Right now my family and I are relocating from a house in a southern suburb of Copenhagen into a flat much closer to downtown. As there is a month in between where we haven’t a place of our own, we have rented a cottage (summerhouse) north of Copenhagen not far from Kronborg Castle, which is the scene of the famous Shakespeare play called Hamlet.
Therefore a data quality blog post inspired by Hamlet seems timely.
Though the feigned madness of Hamlet may be a good subject related to data quality, I will however instead take a closer data matching look at the name Hamlet.
Shakespeare’s Hamlet is inspired by an old Norse legend, but to me the name Hamlet doesn’t sound very Norse.
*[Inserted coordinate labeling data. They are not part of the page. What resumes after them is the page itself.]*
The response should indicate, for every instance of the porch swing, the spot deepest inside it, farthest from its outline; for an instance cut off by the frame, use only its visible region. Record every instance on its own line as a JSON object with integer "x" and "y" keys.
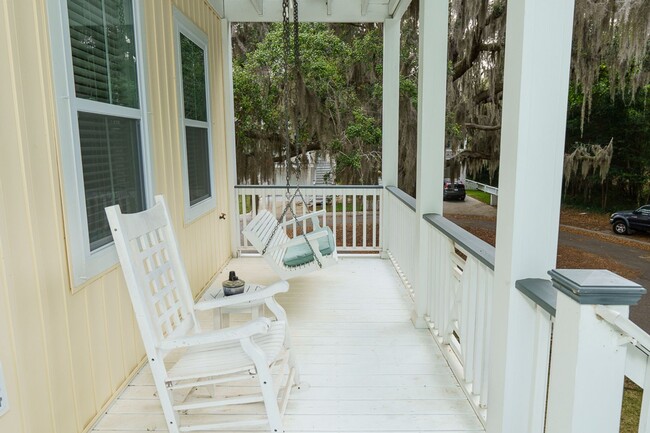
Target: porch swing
{"x": 310, "y": 251}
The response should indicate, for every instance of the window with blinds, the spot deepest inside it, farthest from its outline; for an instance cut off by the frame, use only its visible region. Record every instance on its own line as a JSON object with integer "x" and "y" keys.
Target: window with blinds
{"x": 111, "y": 159}
{"x": 102, "y": 39}
{"x": 104, "y": 66}
{"x": 197, "y": 143}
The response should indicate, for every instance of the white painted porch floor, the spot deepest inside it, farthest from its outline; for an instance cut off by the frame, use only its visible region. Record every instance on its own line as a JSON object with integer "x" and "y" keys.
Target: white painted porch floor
{"x": 368, "y": 368}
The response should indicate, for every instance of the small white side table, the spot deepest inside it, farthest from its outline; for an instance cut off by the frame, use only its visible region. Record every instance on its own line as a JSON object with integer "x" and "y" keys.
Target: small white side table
{"x": 222, "y": 315}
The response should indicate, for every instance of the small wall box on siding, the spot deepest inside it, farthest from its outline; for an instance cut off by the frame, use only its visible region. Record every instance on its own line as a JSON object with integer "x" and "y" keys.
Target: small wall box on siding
{"x": 4, "y": 401}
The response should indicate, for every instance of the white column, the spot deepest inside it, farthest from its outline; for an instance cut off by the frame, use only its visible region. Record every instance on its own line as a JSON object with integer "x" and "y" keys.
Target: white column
{"x": 432, "y": 97}
{"x": 231, "y": 163}
{"x": 390, "y": 121}
{"x": 390, "y": 102}
{"x": 538, "y": 47}
{"x": 587, "y": 369}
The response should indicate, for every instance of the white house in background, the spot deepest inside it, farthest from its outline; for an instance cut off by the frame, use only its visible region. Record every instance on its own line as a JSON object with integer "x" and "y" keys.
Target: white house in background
{"x": 96, "y": 109}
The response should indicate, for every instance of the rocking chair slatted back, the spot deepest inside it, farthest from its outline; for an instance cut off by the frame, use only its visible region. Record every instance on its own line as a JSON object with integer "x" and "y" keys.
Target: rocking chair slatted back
{"x": 162, "y": 279}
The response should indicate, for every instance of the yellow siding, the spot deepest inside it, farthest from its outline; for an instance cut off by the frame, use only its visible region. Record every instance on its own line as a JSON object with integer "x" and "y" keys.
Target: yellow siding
{"x": 66, "y": 351}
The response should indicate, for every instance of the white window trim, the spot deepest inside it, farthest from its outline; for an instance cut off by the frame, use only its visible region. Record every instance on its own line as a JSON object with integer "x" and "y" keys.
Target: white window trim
{"x": 184, "y": 25}
{"x": 84, "y": 265}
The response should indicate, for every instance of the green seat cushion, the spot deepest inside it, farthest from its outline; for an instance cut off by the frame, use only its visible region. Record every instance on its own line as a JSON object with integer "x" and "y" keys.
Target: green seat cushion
{"x": 297, "y": 255}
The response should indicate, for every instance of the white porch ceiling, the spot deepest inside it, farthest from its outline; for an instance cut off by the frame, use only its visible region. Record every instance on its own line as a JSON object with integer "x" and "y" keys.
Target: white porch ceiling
{"x": 336, "y": 11}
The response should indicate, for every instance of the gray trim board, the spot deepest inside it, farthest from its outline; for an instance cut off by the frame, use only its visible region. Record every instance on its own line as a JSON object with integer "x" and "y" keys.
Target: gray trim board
{"x": 539, "y": 291}
{"x": 309, "y": 186}
{"x": 402, "y": 196}
{"x": 470, "y": 243}
{"x": 596, "y": 287}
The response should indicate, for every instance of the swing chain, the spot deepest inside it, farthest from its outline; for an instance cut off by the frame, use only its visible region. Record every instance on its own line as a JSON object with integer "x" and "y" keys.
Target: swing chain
{"x": 286, "y": 39}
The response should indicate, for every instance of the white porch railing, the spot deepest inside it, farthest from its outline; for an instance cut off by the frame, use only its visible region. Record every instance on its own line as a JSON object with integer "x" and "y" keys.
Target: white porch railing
{"x": 352, "y": 212}
{"x": 593, "y": 346}
{"x": 401, "y": 232}
{"x": 459, "y": 284}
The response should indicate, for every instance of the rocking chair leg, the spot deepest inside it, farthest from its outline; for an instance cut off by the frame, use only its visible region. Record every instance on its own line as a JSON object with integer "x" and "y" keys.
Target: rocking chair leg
{"x": 266, "y": 384}
{"x": 167, "y": 402}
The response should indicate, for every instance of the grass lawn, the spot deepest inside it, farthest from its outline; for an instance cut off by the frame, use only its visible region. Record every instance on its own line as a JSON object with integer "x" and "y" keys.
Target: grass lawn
{"x": 479, "y": 195}
{"x": 631, "y": 410}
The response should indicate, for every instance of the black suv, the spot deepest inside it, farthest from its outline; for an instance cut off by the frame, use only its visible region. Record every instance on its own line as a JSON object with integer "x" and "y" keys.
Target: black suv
{"x": 626, "y": 220}
{"x": 453, "y": 191}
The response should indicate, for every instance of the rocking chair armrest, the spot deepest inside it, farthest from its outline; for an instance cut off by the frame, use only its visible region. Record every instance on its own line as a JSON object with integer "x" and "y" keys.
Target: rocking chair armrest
{"x": 260, "y": 295}
{"x": 235, "y": 333}
{"x": 298, "y": 240}
{"x": 311, "y": 215}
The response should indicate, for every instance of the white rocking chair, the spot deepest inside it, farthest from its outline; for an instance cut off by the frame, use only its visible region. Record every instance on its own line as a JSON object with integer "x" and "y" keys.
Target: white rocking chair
{"x": 288, "y": 257}
{"x": 163, "y": 304}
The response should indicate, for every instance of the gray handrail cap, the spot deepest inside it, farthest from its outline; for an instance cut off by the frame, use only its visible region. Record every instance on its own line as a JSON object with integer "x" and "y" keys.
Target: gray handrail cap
{"x": 596, "y": 286}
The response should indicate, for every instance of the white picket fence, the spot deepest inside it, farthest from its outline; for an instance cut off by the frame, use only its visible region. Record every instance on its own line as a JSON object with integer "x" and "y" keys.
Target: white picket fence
{"x": 354, "y": 213}
{"x": 401, "y": 233}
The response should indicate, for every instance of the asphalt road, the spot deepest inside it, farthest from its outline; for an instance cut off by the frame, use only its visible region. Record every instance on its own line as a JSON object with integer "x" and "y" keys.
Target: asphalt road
{"x": 634, "y": 258}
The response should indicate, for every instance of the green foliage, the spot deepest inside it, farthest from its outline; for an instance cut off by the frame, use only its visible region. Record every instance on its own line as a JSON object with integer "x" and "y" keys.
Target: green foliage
{"x": 479, "y": 195}
{"x": 627, "y": 121}
{"x": 365, "y": 129}
{"x": 334, "y": 99}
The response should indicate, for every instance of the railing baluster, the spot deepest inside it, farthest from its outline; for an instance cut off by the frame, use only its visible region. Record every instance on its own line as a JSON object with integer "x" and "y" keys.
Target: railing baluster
{"x": 354, "y": 219}
{"x": 334, "y": 228}
{"x": 374, "y": 220}
{"x": 365, "y": 211}
{"x": 345, "y": 220}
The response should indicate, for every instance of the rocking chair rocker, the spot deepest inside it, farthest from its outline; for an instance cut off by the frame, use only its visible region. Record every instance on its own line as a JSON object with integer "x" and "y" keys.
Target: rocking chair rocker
{"x": 160, "y": 292}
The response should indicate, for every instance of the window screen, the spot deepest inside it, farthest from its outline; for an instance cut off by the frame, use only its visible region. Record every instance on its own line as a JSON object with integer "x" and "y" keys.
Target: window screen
{"x": 112, "y": 170}
{"x": 195, "y": 108}
{"x": 102, "y": 38}
{"x": 104, "y": 66}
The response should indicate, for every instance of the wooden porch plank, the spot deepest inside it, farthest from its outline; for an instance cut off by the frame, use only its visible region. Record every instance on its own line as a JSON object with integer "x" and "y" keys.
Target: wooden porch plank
{"x": 368, "y": 369}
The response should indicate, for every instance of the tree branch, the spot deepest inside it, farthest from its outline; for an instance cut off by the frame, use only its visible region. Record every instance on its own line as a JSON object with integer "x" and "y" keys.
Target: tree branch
{"x": 483, "y": 127}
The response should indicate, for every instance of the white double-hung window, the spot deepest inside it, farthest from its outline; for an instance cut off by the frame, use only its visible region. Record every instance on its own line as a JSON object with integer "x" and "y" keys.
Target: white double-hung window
{"x": 195, "y": 135}
{"x": 97, "y": 66}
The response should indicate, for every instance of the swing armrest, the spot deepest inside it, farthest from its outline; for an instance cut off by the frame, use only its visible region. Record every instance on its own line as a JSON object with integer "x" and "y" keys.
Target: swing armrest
{"x": 312, "y": 215}
{"x": 260, "y": 295}
{"x": 298, "y": 240}
{"x": 235, "y": 333}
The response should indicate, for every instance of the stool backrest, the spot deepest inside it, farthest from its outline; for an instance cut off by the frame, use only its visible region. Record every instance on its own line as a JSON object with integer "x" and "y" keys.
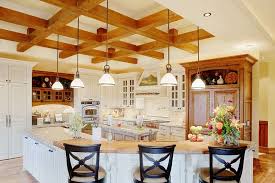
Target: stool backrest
{"x": 237, "y": 153}
{"x": 145, "y": 151}
{"x": 93, "y": 150}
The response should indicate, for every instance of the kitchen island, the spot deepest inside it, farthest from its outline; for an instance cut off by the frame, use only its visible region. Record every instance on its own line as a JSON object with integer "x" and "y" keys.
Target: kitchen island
{"x": 44, "y": 157}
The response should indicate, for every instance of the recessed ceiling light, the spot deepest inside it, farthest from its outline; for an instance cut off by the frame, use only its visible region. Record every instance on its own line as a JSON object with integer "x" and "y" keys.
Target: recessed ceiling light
{"x": 208, "y": 14}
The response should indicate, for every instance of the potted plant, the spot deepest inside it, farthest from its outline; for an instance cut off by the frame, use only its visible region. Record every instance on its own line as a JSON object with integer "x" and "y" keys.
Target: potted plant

Nor does the same sounding name Amleth found in the immediate source being Saxo Grammaticus.
If Saxo’s source was a written source, it may have been from Irish monks in Gaelic alphabet as Amhlaoibh where Amhl=owl and aoi=ay and bh=v sounding just like the good old Norse name Olav or Olaf.
So, there is a possible track from Hamlet to Olaf.
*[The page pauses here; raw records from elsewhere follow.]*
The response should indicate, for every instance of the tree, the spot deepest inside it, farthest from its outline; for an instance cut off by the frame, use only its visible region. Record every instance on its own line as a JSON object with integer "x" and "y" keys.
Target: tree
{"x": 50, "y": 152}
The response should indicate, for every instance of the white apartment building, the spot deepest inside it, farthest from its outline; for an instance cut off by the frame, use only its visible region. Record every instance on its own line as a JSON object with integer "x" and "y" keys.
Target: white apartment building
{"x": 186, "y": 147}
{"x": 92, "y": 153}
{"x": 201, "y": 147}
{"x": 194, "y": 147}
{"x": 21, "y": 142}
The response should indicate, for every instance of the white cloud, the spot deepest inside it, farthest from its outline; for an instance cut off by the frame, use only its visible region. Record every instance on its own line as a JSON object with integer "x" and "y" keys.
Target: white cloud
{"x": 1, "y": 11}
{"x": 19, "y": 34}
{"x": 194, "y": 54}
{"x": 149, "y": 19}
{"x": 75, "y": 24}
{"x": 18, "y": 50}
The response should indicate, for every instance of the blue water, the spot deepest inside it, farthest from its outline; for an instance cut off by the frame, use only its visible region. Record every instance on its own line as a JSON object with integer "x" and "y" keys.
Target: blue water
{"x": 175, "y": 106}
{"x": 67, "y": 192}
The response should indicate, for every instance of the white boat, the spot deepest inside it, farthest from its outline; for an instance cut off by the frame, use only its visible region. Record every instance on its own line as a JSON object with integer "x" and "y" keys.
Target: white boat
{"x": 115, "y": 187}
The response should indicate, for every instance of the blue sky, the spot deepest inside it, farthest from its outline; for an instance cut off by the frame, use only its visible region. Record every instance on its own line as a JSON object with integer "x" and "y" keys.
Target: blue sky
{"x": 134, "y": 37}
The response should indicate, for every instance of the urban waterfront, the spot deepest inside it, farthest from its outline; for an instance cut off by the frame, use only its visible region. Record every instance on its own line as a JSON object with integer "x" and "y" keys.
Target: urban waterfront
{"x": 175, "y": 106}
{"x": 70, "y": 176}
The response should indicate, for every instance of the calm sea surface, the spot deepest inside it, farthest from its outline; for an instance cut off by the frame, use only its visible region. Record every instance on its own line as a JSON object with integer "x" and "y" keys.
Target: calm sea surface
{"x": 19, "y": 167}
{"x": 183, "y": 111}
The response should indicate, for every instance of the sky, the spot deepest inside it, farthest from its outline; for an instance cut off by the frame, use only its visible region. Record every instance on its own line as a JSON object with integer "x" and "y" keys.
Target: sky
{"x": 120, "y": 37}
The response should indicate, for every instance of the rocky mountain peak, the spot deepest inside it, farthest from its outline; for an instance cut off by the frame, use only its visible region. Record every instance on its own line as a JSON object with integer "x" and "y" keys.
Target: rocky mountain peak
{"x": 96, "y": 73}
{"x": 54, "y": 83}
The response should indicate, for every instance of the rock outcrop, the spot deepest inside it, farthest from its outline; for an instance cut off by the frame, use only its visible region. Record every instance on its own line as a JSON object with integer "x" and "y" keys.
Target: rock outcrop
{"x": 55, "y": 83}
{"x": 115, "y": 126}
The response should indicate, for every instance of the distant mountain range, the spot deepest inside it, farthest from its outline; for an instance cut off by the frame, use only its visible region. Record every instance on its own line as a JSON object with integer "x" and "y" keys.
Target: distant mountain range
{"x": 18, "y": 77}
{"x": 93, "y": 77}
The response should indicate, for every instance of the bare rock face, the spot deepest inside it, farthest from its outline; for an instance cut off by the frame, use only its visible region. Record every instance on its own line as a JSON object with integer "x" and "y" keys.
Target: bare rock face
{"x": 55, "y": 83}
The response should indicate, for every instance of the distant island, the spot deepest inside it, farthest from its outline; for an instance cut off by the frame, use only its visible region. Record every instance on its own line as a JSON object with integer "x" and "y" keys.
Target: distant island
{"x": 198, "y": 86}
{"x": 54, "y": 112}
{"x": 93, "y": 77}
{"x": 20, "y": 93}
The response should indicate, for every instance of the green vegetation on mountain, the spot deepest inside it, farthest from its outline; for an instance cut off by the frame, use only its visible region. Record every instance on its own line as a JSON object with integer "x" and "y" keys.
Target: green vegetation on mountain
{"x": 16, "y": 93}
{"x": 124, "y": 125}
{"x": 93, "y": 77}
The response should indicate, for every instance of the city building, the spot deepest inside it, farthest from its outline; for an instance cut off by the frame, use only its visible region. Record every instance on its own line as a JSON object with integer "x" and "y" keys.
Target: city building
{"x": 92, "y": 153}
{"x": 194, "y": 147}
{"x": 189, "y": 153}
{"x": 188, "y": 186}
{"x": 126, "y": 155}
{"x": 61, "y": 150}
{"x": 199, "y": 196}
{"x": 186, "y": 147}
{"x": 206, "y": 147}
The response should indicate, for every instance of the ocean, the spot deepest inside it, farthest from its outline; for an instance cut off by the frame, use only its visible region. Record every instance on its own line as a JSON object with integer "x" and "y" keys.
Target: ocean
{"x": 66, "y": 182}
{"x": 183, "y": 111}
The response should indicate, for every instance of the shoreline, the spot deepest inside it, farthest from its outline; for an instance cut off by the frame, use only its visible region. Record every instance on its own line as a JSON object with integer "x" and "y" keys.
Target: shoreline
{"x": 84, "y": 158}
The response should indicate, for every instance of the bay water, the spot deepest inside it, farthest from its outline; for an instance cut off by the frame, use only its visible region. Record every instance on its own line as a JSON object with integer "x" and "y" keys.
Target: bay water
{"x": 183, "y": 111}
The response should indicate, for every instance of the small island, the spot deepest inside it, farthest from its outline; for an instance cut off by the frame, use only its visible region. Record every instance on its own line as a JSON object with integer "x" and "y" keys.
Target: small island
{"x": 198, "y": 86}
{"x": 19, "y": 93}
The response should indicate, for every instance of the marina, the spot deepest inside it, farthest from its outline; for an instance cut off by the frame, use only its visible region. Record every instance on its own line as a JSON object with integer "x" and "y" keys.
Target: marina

Also today a fellow data quality blogger Graham Rhind posted a post called Robert the Carrot with the same issue. As Graham explains, we often see how data is changed through interfaces and in the end after passing through many interfaces doesn’t look at all as it was when first entered. There may be a good explanation for each transformation, but the end-to-end similarity is hard to guess when only comparing these two.
I have met that challenge in data matching often. An example will be if we have the following names living on the same address:
- Pegy Smith
- Peggy Smith
- Margaret Smith
A synonym based similarity (or standardization) will find that Margaret and Peggy are duplicates.
An edit distance similarity will find that Peggy and Pegy are duplicates,
A combined similarity algorithm will find that all three names belong to a single duplicate group.